Les traitements antibiotiques en cause sont avant tout ceux qui s'adressent aux jeunes enfants. Ces derniers reçoivent un antibiotique le plus souvent pour une infection des voies respiratoires hautes (sphère ORL) ou basses (trachéites, bronchites, bronchiolites, pneumonies). Les études ne précisent pas en général le type d'antibiotique administré, mais l'on sait que dans ces situations ce sont surtout des macrolides (famille d'antibiotiques bien tolérés, que l'on donne par voie orale et qui ciblent préférentiellement les infections des voies aériennes) et des bêta-lactamines orales (amoxicilline, autres pénicillines orales et céphalosporines orales, données pour des infections semblables), ainsi que plus rarement de la vancomycine (antibiotique performant contre les staphylocoques, streptocoques et bactéries anaérobies). Pour qu'un antibiotique puisse altérer le microbiote intestinal, il faut qu'il soit présent à forte concentration dans la lumière de l'intestin et qu'il soit de plus efficace sur ces bactéries intestinales : ce sont essentiellement des bactéries anaérobies ; or, ces trois groupes d'antibiotiques agissent précisément sur les anaérobies. Ainsi, ce n'est pas en se comportant en allergènes, mais en perturbateurs immunitaires indirects, que les antibiotiques favorisent les allergies. Par le biais d'une altération du microbiote intestinal, alors que celui-ci est essentiel à la maturation du système immunitaire, les antibiotiques génèrent une perturbation de ce dernier qui est ensuite sujet aux dysfonctionnements, tels que les allergies. De plus, le microbiote intestinal intervient dans la régulation du système immunitaire mature : une régulation inefficace est un autre facteur favorisant les allergies.

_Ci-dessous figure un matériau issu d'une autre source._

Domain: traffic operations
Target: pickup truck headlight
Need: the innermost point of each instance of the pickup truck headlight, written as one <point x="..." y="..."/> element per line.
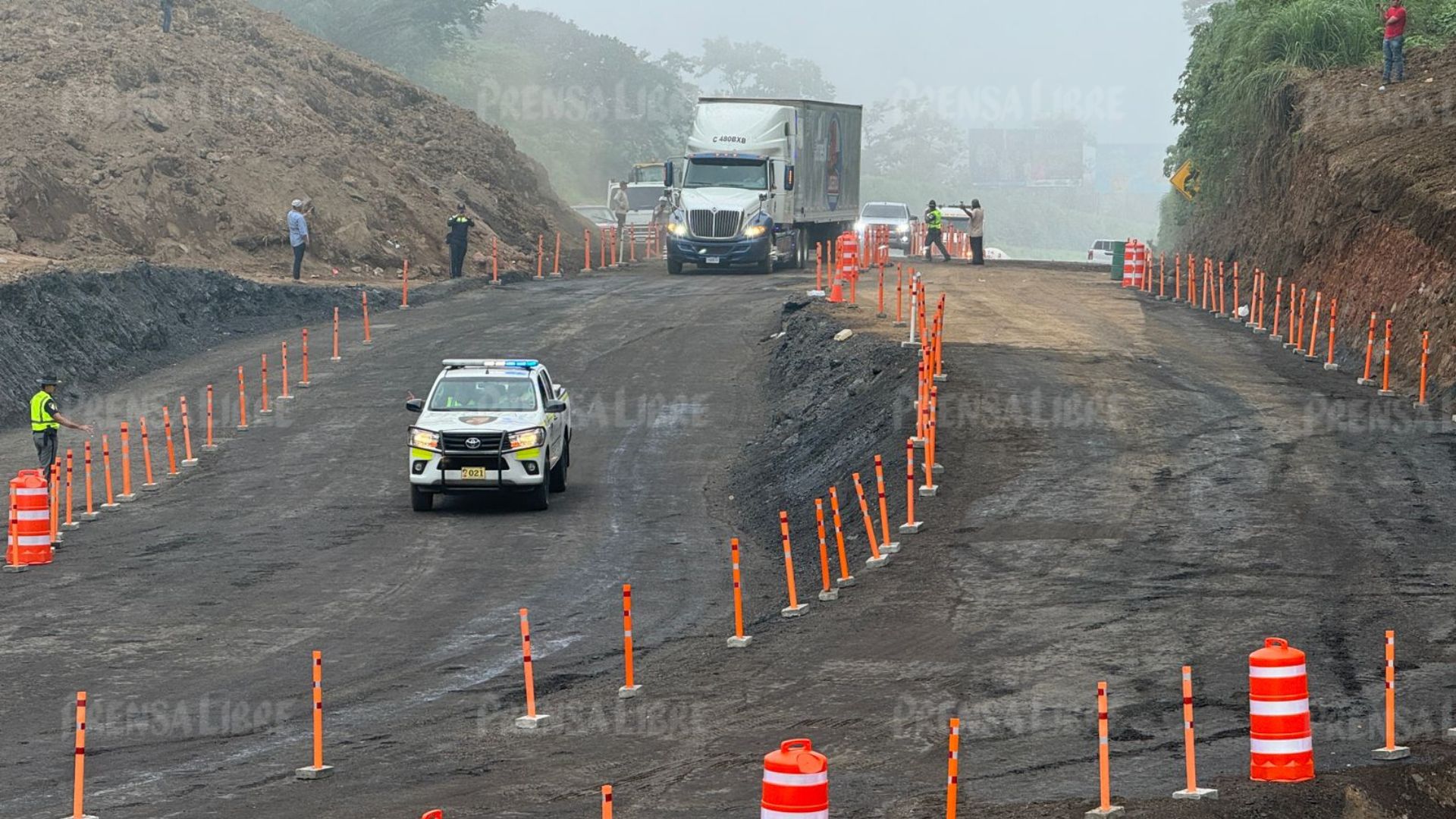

Ces effets pervers obligent à reconsidérer la prescription des antibiotiques. À quels point ou prix pouvons-nous en passer ?

Les antibiotiques sont des médicaments qui ont énormément apporté à la médecine. Ils ont transformé radicalement l'évolution de maladies infectieuses meurtrières telles que la tuberculose, la fièvre typhoïde, la peste, le typhus, la diphtérie, la scarlatine, les méningites et les pneumonies bactériennes, la gangrène ou encore les septicémies. Il n'est pas question de les remettre en cause, ce sont des substances d'une immense utilité quand elles sont bien utilisées. Mais il est vrai que leur prescription est devenue trop facile, voire systématique, dans les infections des voies aériennes du jeune enfant. Ce qui importe - c'est cependant difficile - est de les prescrire avec discernement, en s'appuyant sur son expérience, des examens complémentaires et des recommandations d'experts. S'il existe indéniablement des prescriptions inutiles - et donc délétères en fonction de ce que nous avons vu -, il n'en reste pas moins vrai qu'ils sont irremplaçables pour permettre la guérison souvent sans séquelle d'un jeune enfant atteint d'infection bactérienne grave.